>shitbox designed 50 years ago handles better than modern """performance""" cars
McDonalds sisters can't stop losing to double wishbone chads
>shitbox designed 50 years ago handles better than modern """performance""" cars
McDonalds sisters can't stop losing to double wishbone chads
I’ll give you 5k cash and a whipped to hell yamaha banshee. For that shove it!
My granny had one exactly like it when I was a kid. Little 4 speed car with vinyl interior.
What do you want for just the banshee?
based banshee enjoyer
I've been wanting a replacement for awhile.
The market is
F
U
C
K
E
D
did they ever stick the engine from an r6 or an r1 in an atv?
Ya I've seen some crazy customs but there's no need on a banshee.
It's a 350cc twin cylinder 2 stroke.
It does 87mph stock.
Id love a small american car like that.
You've clearly never been around one let alone having driven.
Not one of those you wouldn't. One of the cheapest, nastiest driving cars I've ever had inflicted on me.

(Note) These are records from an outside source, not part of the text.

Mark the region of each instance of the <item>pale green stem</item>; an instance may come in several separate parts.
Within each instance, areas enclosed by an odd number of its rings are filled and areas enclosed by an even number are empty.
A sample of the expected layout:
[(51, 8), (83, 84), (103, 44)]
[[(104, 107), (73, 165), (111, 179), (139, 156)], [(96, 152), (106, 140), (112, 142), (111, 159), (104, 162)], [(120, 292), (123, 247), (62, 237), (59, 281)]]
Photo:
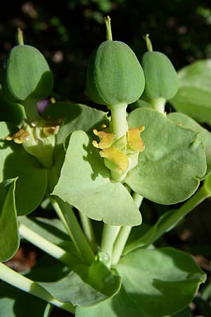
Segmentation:
[(120, 139), (125, 135), (127, 131), (127, 104), (120, 104), (108, 107), (111, 112), (113, 132), (115, 139)]
[(119, 225), (112, 225), (107, 223), (104, 223), (103, 225), (101, 251), (108, 255), (109, 261), (106, 264), (109, 268), (111, 264), (113, 247), (120, 228), (121, 227)]
[(164, 98), (158, 98), (158, 99), (153, 99), (151, 101), (151, 104), (153, 109), (165, 113), (165, 105), (166, 100)]
[[(136, 192), (133, 194), (132, 197), (136, 205), (139, 209), (143, 197)], [(129, 236), (132, 228), (132, 227), (127, 225), (122, 227), (113, 247), (111, 263), (112, 266), (115, 266), (117, 264)]]
[(56, 198), (51, 199), (58, 217), (64, 223), (69, 235), (84, 262), (90, 265), (94, 259), (94, 254), (84, 235), (75, 213), (69, 204)]
[(153, 51), (153, 44), (152, 42), (149, 38), (149, 35), (146, 34), (144, 37), (143, 37), (143, 39), (146, 41), (146, 48), (148, 51)]
[(34, 98), (27, 98), (25, 101), (22, 101), (27, 121), (30, 123), (36, 122), (40, 119), (40, 116), (37, 111), (37, 100)]
[(53, 305), (60, 307), (70, 313), (75, 312), (75, 308), (70, 303), (65, 304), (54, 299), (49, 292), (36, 282), (15, 272), (3, 263), (0, 263), (0, 279), (4, 282), (19, 288), (24, 292), (36, 296)]
[(84, 213), (79, 211), (79, 215), (85, 237), (87, 237), (93, 251), (96, 252), (97, 247), (91, 221)]
[(111, 25), (110, 25), (110, 18), (107, 16), (105, 18), (105, 23), (106, 26), (106, 38), (108, 41), (112, 41), (112, 32), (111, 32)]
[(51, 242), (22, 223), (19, 225), (19, 233), (26, 240), (53, 258), (57, 259), (67, 266), (71, 266), (72, 257), (61, 247)]
[(24, 45), (23, 30), (20, 27), (18, 28), (18, 44)]

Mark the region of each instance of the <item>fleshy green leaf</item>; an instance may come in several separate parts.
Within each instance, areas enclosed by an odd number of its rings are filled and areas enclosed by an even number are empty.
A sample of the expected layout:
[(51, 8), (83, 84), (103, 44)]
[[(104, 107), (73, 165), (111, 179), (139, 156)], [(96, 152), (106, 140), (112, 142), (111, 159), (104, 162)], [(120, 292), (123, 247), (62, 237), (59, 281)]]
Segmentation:
[(11, 259), (19, 247), (15, 203), (16, 180), (0, 183), (0, 261)]
[(137, 249), (116, 267), (130, 299), (146, 317), (172, 316), (194, 297), (205, 274), (186, 254), (172, 248)]
[(207, 165), (207, 172), (204, 176), (205, 178), (211, 170), (211, 133), (185, 114), (174, 112), (170, 113), (167, 117), (176, 123), (180, 123), (182, 127), (197, 132), (198, 139), (201, 140), (205, 150)]
[(4, 95), (0, 85), (0, 121), (8, 121), (15, 125), (21, 125), (25, 118), (23, 106), (9, 101)]
[(46, 108), (42, 116), (46, 119), (62, 119), (63, 123), (57, 134), (57, 144), (63, 144), (70, 133), (76, 130), (87, 132), (106, 123), (106, 113), (84, 104), (57, 101)]
[(115, 225), (136, 225), (141, 214), (132, 197), (110, 170), (83, 131), (72, 134), (60, 177), (53, 194), (88, 217)]
[(178, 73), (179, 91), (170, 102), (177, 111), (211, 125), (211, 60), (198, 61)]
[(196, 133), (149, 108), (132, 111), (128, 123), (129, 128), (145, 126), (141, 134), (145, 150), (125, 182), (159, 204), (175, 204), (191, 196), (206, 171), (204, 148)]
[(26, 153), (20, 144), (5, 140), (15, 127), (0, 123), (0, 181), (18, 178), (15, 189), (15, 204), (18, 216), (33, 211), (46, 192), (47, 171)]
[(124, 288), (113, 298), (91, 307), (77, 307), (76, 317), (144, 317)]
[(82, 306), (102, 302), (118, 292), (120, 277), (102, 262), (95, 261), (91, 267), (80, 265), (79, 269), (82, 278), (72, 271), (56, 282), (39, 284), (56, 299)]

>Not one of those you wouldn't. One of the cheapest, nastiest driving cars I've ever had inflicted on me.
perfect for me
sounds good
So you're telling me it is cheap, hot hatch and >efficient? The only draw back is it makes you drive like a sick cunt? Where can I buy one?
>hot hatch
The only thing hot about a Chevette is because of the sun
>the Chevette and Pinto could be made into track monsters
The Pinto is on level so far above the Chevette that it can't even be seen and may as well be a Ferrari
your L4 and L5 discs wont
Stuff a 350 in there and burn rubber.
hell yeah brother
Americans are so lucky
as compared to the useless FWD Cavalier and Escort, the Chevette and Pinto could be made into track monsters
My dad had one of these. Apparently it was an absolute pile of shit.